We dine al fresco, pooling the contents of haversacks and mess-tins: hunks of bread, " Dreadnought" sandwiches, tins of bully, issue biscuits and slabs of boiled bacon, to say nothing of Gyppo cakes and stuff purchased from "Eggs are cook" waleds, who parade the carriage with raucous cries, at every station. I've enjoyed munger in a "special" more than six course dinners in Cairo. Our tablecloth is a sheet of newspaper, spread on our knees or the seat. There are plenty crumbs, and after a meal the carriage floor is littered with eggshell. The Gyppo munger vendors do a roaring trade whatever their wares. Without leaving your pozzie, you can buy the makings of a top-hole meal, hard-boiled eggs (salt buckshee), bread, cakes of all shapes and colours, and fruit in season: dates, grapes, oranges, pomegranates, figs, shamam and other melons. There are no wine lists to be studied with the air of a connoisseur, but a dizzy or so will give you lemonade, ginger-beero or syrup.

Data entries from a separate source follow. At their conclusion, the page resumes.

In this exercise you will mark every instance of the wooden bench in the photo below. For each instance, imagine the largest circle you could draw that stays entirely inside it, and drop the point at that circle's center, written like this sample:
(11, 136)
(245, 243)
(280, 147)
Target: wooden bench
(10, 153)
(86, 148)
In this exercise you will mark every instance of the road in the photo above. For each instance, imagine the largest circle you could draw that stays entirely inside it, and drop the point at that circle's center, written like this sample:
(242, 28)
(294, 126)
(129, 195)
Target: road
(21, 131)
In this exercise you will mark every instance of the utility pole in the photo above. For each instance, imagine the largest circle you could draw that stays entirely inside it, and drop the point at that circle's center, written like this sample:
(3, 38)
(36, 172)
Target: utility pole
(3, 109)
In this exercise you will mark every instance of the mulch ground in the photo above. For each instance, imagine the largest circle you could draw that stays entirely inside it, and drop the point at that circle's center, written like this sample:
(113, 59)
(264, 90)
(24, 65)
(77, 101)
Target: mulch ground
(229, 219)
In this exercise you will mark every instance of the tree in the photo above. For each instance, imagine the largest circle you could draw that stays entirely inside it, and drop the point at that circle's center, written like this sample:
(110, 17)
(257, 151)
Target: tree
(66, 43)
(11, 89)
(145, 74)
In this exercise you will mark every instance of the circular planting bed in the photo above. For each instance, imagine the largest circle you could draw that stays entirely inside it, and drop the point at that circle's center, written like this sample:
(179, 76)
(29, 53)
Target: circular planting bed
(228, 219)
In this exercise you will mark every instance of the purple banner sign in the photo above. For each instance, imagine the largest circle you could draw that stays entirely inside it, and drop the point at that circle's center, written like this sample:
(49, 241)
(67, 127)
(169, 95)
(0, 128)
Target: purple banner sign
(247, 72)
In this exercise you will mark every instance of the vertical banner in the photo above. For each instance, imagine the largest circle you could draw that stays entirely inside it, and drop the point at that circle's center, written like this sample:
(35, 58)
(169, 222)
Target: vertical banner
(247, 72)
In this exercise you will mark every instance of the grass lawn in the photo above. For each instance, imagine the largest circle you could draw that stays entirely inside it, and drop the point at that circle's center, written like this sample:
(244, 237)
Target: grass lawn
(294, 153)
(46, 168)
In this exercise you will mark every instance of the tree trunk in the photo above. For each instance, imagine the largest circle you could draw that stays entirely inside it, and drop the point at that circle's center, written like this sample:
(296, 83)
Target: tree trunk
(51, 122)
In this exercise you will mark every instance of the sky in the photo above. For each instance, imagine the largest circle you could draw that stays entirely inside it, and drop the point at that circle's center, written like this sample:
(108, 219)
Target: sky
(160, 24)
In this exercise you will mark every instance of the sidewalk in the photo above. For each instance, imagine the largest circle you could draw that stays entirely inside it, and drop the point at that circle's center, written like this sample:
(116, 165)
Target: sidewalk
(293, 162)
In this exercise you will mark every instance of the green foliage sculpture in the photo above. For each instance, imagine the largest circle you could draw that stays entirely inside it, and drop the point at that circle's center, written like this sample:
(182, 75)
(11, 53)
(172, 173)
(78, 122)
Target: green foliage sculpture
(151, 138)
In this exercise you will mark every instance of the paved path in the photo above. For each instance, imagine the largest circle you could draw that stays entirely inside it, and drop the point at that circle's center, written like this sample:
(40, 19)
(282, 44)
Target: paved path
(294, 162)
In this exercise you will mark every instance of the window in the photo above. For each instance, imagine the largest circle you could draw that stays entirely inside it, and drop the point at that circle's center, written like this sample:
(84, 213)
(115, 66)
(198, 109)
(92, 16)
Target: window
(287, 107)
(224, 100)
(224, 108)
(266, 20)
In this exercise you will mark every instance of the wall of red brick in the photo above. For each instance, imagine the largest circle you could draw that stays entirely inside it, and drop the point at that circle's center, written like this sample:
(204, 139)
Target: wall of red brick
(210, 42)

There are generally some pretty good singers among us, but musical instruments are lacking —even those hardy annuals the mouth-organ and the tin whistle are rare. Songs range from ragtime to ditties made in Palestine. An old favourite of the Tommies starts something like this: "Are. you from Gaza; from Sidi Bishr or El Arish? Are you from Gaza?" But any old song will do, so long as it has a chorus.

Some one shoves his head out of a window and informs us that we are within coo-ee of Cairo. Then there's something doing. Personal property is collected at the double; tunics are donned, belts whipped into place, and a long queue forms in the corridor. Before the train has stopped, chaps at the head hop out.